The Wall Should Be Paid For

Congress is expecting a request from the Trump Administration for $12 to $15 billion in supplemental appropriations to fund the construction of a border wall with Mexico, according to press reports. As we stated last week, Congress should fully offset the cost of this supplemental, particularly since it does not meet the criteria for an emergency.
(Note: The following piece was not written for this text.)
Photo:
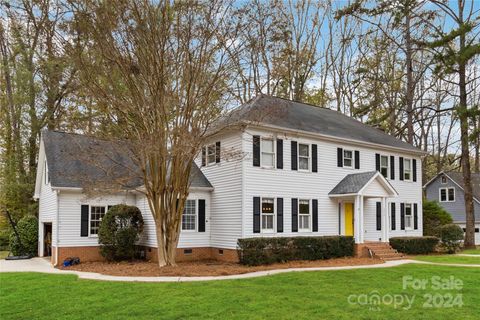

With debt as a share of GDP higher than any time since World War II and growing, policymakers should pay for any new spending or tax breaks rather than allow them to increase the debt. In the case of the wall, offsets could either come from within the non-defense discretionary caps or by increasing the caps and identifying specific mandatory cuts or tax revenue to pay for that increase. In the past, we've suggested a number of possible offsets in our mandatory savings to pay for sequester, tax compliance proposals to increase revenue without changing the tax code, and potential offsets we suggested to pair with Zika funding, as well as a much larger list of mandatory and revenue options.

Current budget rules provide exceptions to PAYGO rules and discretionary spending caps in the case of an emergency. However, there is no justification for an emergency designation in this case. The bill is expected to provide additional funding for the 2006 Secure Fence Act in order to address a long-standing concern over illegal immigration across the U.S.-Mexican border. Funding for a 10-year old law does not meet the criteria of an emergency: urgent, necessary, and unforeseen.

Unlike recent supplementals for Ebola or Zika and much like funding for the 2010 Census and extensions of unemployment benefits half a decade after the Great Recession began, funding for the wall is simply not addressing an unforeseen event with too little time to identify an offset.

If something is worth doing, it's worth paying for, whether its $15 billion for a wall, $500 billion to rebuild the military, $1 trillion to expand infrastructure, or several trillions in tax cuts.

As CRFB president Maya MacGuineas said in a recent statement:

Any border wall should be fully paid for in the same legislation that spends the funds, either through other spending cuts or revenue increases, and those pay-fors should be specific, credible, and not used to pay for multiple policies.

The first rule for getting out of a hole is to stop digging – this minimum criteria of complying with pay-as-you-go rules will at least keep our unsustainable debt situation from getting worse.

If we let these rules slide this time, who knows where that slippery slope might take us next as policymakers debate hundreds of billions of dollars of new spending on defense and infrastructure and trillions of dollars of potential revenue loss from tax cuts.

If Congress abandons budget discipline this time, it won't be Mexico paying for the wall, but the next generation of Americans.